P(t<X<t+dt)=f(t)dt ?

1. Sep 2, 2011

rukawakaede

Hi

Could anyone show to me that:

If dt is an infinitely small number, the probability that X is included within the interval (t, t + dt) is equal to f(t) dt ,i.e.
$Pr(t<X<t+dt) = f(t)dt$
where f is the probability density function.

this sentence is from wikipedia but I could not prove this to myself.

Thanks if anyone can help.

2. Sep 2, 2011

chiro

What are the limits of your integral? You can't really make sense of f(t)dt without some kind of constraint on the upper and lower limits.

3. Sep 2, 2011

rukawakaede

here dt is an infinitely small number. and i don't think the RHS is an integral.

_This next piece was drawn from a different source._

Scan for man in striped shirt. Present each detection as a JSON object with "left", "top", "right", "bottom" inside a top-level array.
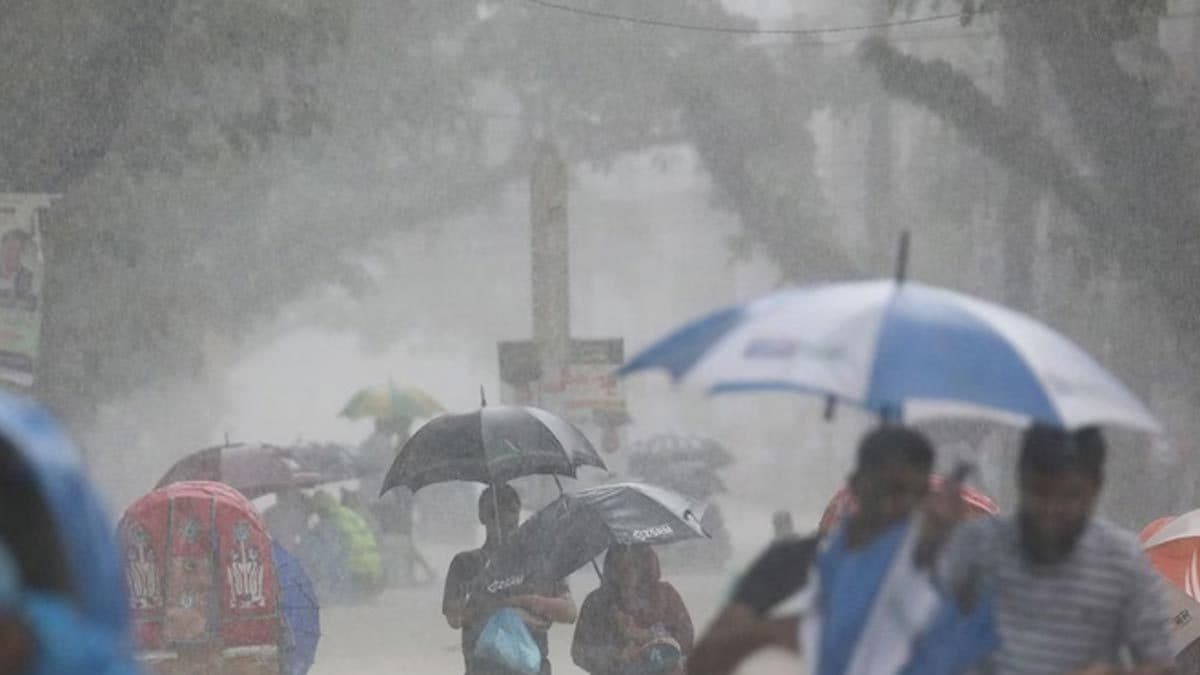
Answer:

maybe you can refer to http://en.wikipedia.org/wiki/Probability_density_function#Further_details

the last line of the Further details

Last edited: Sep 2, 2011
4. Sep 2, 2011

HallsofIvy

Staff Emeritus
The probabilty density function, f, is defined by the fact that
$$P(a< x< b)= \int_a^b f(x)dx$$
or, equivalently,
$$P(a< x< a+h)= \int_a^{a+h} f(x)dx$$

What Wikipedia gives is a "differential" form of that.

5. Sep 3, 2011

rukawakaede

I was trying to work out why
$$\int_a^{a+h} f(x)dx= f(a)h$$
when h infinitely small.

Could you tell me more about why this is true? or could you explain the differential form? I am still not fully understand yet.

6. Sep 3, 2011

Hurkyl

Staff Emeritus
First off, you almost surely do not mean much of what you said literally. You should spend some time thinking about what you actually meant

Anyways, if by "=" you meant "is approximately" and by "infinitely small" you meant "sufficiently small", it's true because of the mean value theorem and the definition of continuous function.

(P.S. if f is not assumed to be continuous, then the equation above is very false)

7. Sep 3, 2011

bpet

It's just a (dodgy) method for turning sums into integrals. In the long run it's worthwhile to learn Stieltjes integration so you can write probabilities and expectations as
$$E[g(X)] = \int_R g(x)dF(x)$$
which is valid whether or not the distribution F(x) has a density.